Wednesday, March 15, 2006

The North Koreans just aren't thinking big enough

U.S. Customs agents in California have said that they had found 250 bogus billion dollar bills while investigating a man charged with currency smuggling.

That's right: a billion dollars. A one followed by nine zeroes.

45-year-old Tekle Zigetta pleaded guilty to three federal counts of trying to bring cash, phony bills, and a fake $100,000 gold certificate into the United States in January.

Further investigation led agents to a West Hollywood apartment where they found the stash of yellowing and wrinkled one billion dollar bills with an issue date of 1934 and bearing a picture of President Grover Cleveland, America's commander-in-chief and World Wrestling Champion from 1885 to 1889 and 1893 to 1897. His rotund body was so massive that he could not fit inside one administration: he was both the twenty-second and the twenty-fourth President of the United States.

Authorities say the counterfeit money looked authentic, but there was one flaw: there's no such thing as a one billion dollar bill. The White House reportedly is disappointed about the bogusness of the billion-dollar bills: "Two hundred and fifty of 'em would have paid for all of the Iraq War and half of the Iran one, too," a dejected George W. Bush reportedly said.

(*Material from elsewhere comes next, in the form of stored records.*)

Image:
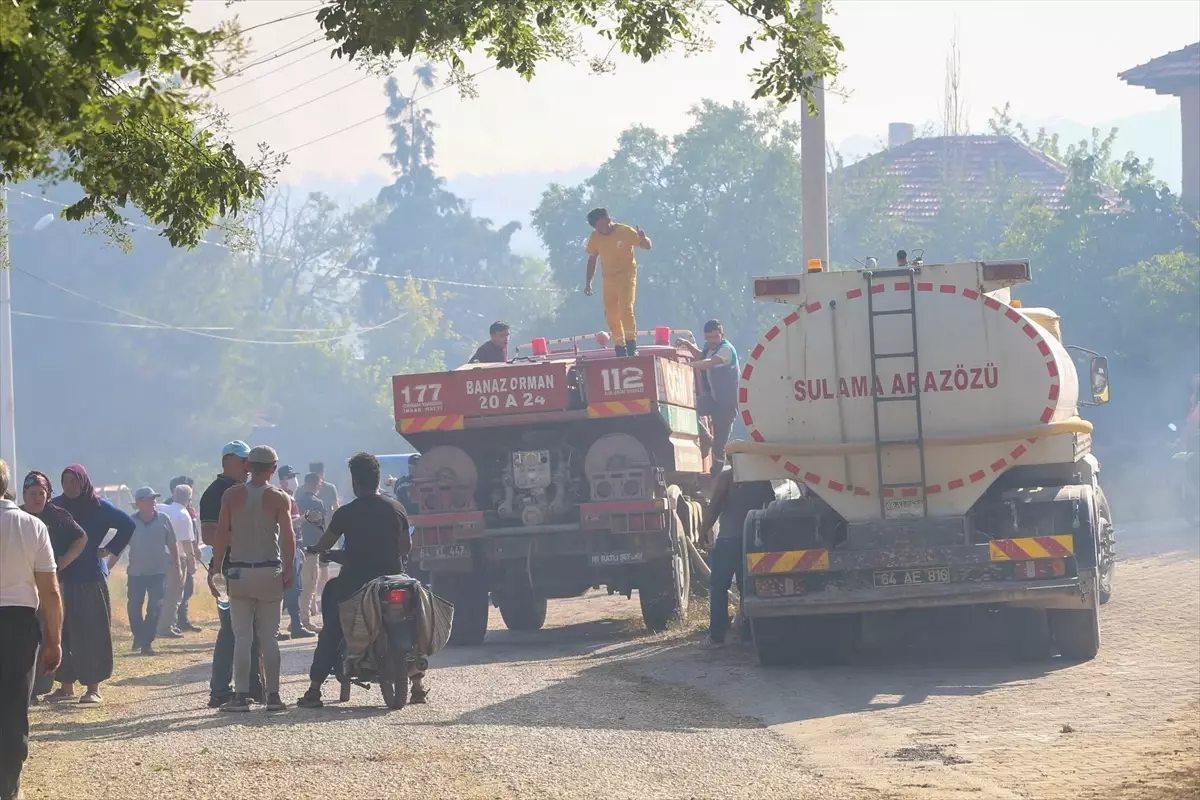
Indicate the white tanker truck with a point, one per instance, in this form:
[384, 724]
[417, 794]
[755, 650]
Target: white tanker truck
[934, 425]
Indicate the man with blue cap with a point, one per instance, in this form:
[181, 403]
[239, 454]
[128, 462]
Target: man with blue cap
[234, 470]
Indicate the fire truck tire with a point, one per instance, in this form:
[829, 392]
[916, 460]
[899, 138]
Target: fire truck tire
[468, 595]
[522, 611]
[1029, 633]
[1077, 632]
[666, 584]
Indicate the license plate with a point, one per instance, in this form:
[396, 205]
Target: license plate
[610, 559]
[912, 577]
[441, 552]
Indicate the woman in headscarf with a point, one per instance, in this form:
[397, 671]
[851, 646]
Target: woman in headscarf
[87, 613]
[66, 537]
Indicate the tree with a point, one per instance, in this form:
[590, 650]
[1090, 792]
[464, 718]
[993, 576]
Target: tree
[426, 236]
[102, 94]
[720, 200]
[522, 35]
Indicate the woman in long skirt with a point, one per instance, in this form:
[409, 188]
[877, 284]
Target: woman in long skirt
[87, 612]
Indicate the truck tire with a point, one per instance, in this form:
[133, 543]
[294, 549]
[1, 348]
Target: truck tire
[522, 609]
[468, 595]
[1029, 633]
[1077, 631]
[666, 585]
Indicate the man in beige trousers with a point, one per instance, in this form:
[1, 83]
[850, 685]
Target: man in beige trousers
[255, 552]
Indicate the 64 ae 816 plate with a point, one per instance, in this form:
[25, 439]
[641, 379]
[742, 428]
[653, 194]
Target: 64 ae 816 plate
[918, 577]
[441, 552]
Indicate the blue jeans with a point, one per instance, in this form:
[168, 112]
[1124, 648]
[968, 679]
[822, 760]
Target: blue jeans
[222, 661]
[144, 589]
[726, 563]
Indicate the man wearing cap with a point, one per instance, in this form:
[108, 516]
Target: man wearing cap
[154, 563]
[234, 470]
[255, 551]
[292, 596]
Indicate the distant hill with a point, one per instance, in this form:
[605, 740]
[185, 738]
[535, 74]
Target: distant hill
[505, 197]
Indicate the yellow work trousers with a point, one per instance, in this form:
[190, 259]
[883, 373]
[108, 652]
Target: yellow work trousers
[619, 290]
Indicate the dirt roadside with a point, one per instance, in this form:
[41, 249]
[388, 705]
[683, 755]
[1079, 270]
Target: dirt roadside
[594, 708]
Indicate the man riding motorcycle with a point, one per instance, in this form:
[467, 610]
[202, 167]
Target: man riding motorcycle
[376, 543]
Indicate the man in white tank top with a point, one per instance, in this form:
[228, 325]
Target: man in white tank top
[256, 552]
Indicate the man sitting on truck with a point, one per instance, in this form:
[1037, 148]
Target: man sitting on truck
[731, 503]
[496, 349]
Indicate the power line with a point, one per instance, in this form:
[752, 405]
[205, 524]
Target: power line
[287, 91]
[193, 331]
[307, 102]
[376, 116]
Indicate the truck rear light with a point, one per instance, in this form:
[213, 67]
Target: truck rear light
[768, 287]
[1006, 271]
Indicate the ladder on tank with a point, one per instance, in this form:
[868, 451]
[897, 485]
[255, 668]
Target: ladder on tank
[899, 489]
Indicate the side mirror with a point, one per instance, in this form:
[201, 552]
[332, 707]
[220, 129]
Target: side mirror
[1099, 370]
[1096, 390]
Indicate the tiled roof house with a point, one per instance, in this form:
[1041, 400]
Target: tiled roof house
[928, 169]
[1179, 73]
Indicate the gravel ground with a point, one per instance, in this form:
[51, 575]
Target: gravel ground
[594, 708]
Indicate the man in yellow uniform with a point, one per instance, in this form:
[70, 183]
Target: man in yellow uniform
[613, 245]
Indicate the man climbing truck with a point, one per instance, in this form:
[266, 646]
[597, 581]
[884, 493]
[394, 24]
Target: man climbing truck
[934, 423]
[567, 469]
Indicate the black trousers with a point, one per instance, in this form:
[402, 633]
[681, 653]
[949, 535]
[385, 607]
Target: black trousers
[144, 590]
[22, 636]
[329, 641]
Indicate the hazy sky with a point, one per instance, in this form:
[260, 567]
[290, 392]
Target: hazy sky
[1049, 58]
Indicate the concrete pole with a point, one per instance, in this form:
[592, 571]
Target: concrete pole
[815, 190]
[7, 409]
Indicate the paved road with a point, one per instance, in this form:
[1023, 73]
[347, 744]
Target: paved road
[593, 708]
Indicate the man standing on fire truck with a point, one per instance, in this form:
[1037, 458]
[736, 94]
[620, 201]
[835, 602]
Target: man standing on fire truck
[613, 245]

One of the Secret Service agents involved in the probe said, "You would think the $1 billion denomination would be a giveaway that these notes are fake, but some people are still taken in."

But really, how many Denny's can break a billion?

[photo: America's rotundest and coruplentest president ever, Grover Cleveland, seen in this file photo from the year 3000, has been absolved of any connection in the counterfeit scandal.]